A collection of nine stories by maverick Russian wordsmith Aleksandr Solzhenitsyn, written by the author of The Gulag Archipelago in the early 1990s and considered to be some of his best works, are to be published in English for the first time.
The book, entitled Apricot Jam and Other Stories, is scheduled to come out in America and in the UK this fall, in what has already been described as one of the most highly-anticipated literary events of the year.
Solzhenitsyn’s widow, Natalia, who was his longtime friend and assistant, was quoted as saying that her husband always wanted these stories to be available in English.
“People think of Solzhenitsyn writing these huge books… with a thunderous voice. [With these stories], it’s a different voice.
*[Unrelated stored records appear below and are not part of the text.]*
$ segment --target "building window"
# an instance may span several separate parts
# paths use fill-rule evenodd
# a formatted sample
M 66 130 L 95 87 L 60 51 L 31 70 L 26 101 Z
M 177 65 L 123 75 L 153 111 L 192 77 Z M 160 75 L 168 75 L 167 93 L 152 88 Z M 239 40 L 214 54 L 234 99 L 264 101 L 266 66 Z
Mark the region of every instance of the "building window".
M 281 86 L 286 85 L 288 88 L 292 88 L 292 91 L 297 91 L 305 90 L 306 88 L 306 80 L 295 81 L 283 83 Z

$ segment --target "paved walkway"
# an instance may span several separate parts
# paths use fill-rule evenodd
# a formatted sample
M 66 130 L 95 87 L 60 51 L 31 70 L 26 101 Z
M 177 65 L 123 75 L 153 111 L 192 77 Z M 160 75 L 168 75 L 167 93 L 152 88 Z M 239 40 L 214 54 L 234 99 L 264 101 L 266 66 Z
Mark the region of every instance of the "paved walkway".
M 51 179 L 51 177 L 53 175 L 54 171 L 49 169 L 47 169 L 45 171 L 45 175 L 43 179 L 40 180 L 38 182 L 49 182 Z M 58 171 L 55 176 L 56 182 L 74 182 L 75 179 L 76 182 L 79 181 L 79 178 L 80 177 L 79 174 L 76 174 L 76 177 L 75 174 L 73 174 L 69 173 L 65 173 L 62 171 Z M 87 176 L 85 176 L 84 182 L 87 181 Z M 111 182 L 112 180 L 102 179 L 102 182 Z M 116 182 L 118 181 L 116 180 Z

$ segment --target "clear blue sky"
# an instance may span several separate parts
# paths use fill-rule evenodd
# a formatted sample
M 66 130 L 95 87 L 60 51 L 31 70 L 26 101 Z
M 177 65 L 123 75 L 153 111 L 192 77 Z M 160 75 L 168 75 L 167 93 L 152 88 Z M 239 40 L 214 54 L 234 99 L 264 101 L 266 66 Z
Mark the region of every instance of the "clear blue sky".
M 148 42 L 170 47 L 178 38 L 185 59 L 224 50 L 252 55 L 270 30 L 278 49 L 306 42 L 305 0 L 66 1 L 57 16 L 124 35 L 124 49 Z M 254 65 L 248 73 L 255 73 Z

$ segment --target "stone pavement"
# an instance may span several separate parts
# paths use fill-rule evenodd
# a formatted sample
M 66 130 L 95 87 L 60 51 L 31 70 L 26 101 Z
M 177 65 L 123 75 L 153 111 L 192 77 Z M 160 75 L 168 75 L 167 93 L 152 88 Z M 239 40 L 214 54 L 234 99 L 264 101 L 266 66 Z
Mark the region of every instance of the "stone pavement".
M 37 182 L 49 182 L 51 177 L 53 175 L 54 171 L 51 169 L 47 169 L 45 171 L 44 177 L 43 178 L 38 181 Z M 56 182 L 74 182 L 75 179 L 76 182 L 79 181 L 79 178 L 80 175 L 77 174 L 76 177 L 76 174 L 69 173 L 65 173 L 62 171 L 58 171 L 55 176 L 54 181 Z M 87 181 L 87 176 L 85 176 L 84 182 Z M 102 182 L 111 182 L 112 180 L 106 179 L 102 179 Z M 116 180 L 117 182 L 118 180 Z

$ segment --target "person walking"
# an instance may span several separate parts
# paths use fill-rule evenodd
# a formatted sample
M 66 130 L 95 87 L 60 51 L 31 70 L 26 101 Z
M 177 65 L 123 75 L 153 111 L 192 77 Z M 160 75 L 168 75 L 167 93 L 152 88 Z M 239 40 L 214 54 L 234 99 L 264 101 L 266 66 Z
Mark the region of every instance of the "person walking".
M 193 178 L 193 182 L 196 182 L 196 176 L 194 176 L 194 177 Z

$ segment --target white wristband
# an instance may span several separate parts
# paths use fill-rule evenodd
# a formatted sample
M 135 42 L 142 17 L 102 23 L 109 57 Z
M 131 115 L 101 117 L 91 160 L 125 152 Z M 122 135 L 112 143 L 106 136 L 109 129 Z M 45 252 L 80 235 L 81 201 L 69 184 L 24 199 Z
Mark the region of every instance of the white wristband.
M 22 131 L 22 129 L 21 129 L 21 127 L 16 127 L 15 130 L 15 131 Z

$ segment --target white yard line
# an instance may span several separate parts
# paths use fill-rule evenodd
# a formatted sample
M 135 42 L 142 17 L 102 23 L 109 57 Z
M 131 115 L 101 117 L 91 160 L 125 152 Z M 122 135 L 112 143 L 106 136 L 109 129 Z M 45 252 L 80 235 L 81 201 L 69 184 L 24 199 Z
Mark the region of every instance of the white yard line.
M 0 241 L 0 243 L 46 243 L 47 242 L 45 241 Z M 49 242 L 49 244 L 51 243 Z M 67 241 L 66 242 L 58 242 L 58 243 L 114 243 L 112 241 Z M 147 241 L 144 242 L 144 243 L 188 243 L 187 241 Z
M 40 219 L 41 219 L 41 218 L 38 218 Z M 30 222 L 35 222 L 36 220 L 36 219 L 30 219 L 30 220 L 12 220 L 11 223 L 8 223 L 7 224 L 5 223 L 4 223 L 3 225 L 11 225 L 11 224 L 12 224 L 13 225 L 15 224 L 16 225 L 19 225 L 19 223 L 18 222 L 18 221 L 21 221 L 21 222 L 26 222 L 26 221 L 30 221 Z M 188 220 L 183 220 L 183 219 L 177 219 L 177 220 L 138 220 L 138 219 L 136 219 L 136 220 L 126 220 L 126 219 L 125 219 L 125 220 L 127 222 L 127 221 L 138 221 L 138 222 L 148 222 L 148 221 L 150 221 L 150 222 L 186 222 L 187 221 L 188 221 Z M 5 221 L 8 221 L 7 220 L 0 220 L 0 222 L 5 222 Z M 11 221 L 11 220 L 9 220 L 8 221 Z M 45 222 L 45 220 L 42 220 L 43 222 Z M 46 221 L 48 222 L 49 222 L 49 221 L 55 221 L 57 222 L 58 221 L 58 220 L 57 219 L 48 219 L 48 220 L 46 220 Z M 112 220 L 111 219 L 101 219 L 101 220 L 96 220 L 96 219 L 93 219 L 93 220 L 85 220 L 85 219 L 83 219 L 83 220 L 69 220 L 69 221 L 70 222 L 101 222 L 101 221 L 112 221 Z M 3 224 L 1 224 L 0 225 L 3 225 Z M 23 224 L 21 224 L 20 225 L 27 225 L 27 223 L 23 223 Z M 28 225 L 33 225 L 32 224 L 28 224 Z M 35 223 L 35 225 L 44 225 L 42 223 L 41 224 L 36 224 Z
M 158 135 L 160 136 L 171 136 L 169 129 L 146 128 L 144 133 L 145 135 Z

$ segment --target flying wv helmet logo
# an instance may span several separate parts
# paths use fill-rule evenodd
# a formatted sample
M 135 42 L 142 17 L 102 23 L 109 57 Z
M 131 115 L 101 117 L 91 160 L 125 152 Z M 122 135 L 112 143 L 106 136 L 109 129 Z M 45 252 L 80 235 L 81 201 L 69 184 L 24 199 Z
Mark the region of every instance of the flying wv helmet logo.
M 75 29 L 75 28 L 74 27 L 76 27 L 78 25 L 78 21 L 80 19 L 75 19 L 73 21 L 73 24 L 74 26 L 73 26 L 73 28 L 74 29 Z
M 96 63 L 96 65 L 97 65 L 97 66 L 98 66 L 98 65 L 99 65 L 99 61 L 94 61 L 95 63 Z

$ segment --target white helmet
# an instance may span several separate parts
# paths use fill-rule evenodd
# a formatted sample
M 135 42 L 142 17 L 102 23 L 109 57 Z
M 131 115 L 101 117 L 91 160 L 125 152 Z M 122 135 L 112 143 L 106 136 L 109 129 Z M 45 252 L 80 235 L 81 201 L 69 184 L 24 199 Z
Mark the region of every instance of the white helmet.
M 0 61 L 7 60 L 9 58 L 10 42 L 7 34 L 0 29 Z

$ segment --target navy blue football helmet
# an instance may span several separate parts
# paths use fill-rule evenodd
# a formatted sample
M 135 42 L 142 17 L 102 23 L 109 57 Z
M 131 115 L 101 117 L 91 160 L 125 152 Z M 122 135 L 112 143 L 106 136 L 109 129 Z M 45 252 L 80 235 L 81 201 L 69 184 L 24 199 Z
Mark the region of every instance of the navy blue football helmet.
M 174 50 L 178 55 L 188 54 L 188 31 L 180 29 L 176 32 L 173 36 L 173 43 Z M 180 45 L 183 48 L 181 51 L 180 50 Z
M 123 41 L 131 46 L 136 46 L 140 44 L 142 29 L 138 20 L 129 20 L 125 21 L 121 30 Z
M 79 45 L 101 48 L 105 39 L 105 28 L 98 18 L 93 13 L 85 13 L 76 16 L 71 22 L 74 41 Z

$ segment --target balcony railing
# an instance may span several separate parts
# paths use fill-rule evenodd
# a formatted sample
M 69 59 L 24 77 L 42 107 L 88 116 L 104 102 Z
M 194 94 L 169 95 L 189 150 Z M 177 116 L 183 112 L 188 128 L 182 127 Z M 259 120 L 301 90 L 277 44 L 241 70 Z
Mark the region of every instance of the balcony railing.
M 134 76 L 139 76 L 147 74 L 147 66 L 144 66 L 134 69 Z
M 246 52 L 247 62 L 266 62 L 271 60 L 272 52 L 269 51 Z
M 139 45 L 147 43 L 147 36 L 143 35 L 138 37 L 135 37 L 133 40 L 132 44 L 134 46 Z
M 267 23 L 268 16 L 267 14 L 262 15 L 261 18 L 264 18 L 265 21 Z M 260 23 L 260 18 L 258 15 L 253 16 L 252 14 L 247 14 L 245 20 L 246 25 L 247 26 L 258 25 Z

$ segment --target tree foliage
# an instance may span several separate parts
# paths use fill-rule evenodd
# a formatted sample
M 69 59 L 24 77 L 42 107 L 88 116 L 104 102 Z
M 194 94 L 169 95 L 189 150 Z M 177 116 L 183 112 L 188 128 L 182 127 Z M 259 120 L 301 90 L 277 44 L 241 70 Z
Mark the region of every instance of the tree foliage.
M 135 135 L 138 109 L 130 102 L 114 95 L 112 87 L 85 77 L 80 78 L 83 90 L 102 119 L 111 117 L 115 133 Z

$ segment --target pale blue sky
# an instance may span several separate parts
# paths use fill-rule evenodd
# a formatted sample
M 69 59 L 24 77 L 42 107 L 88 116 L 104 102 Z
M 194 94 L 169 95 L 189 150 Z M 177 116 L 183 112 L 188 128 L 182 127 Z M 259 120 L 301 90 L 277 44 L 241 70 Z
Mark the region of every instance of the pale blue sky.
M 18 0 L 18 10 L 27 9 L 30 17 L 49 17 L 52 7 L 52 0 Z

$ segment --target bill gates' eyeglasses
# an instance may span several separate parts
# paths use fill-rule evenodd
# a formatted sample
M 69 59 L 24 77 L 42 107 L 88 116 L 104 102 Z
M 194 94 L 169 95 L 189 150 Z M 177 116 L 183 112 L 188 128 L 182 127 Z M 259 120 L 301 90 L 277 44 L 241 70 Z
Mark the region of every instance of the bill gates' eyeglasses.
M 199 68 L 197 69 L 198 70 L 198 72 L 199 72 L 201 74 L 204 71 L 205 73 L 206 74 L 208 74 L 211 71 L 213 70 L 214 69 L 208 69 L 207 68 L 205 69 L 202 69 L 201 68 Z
It’s not heavy-handed, even though these stories are full of moral import. They’re not preachy. They’re not didactic. They let the story convey certain historical and moral messages… We see a great literary craftsman and an historian at work,” Daniel J. Mahoney, a Solzhenitsyn scholar, told The Observer.
A rebel denouncing totalitarianism of the 20th Century, Soviet regime and Communism, Solzhenitsyn spent eight years in labor camps, was forced out of the Soviet Union in 1974 and condemned to 20 years in exile. He lived and worked in America, returning to Russia only in 1994 to spend the last 14 years of his life in his native country.
His classics, such as One Day in the Life of Ivan Denisovich and Cancer Ward, just to name a few, have been translated into 34 languages, published in 70 countries and sold 30 million copies, telling the world of the horrors of the Soviet police state and Stalin’s prison camps, which the Nobel Prize-winning writer had experienced firsthand.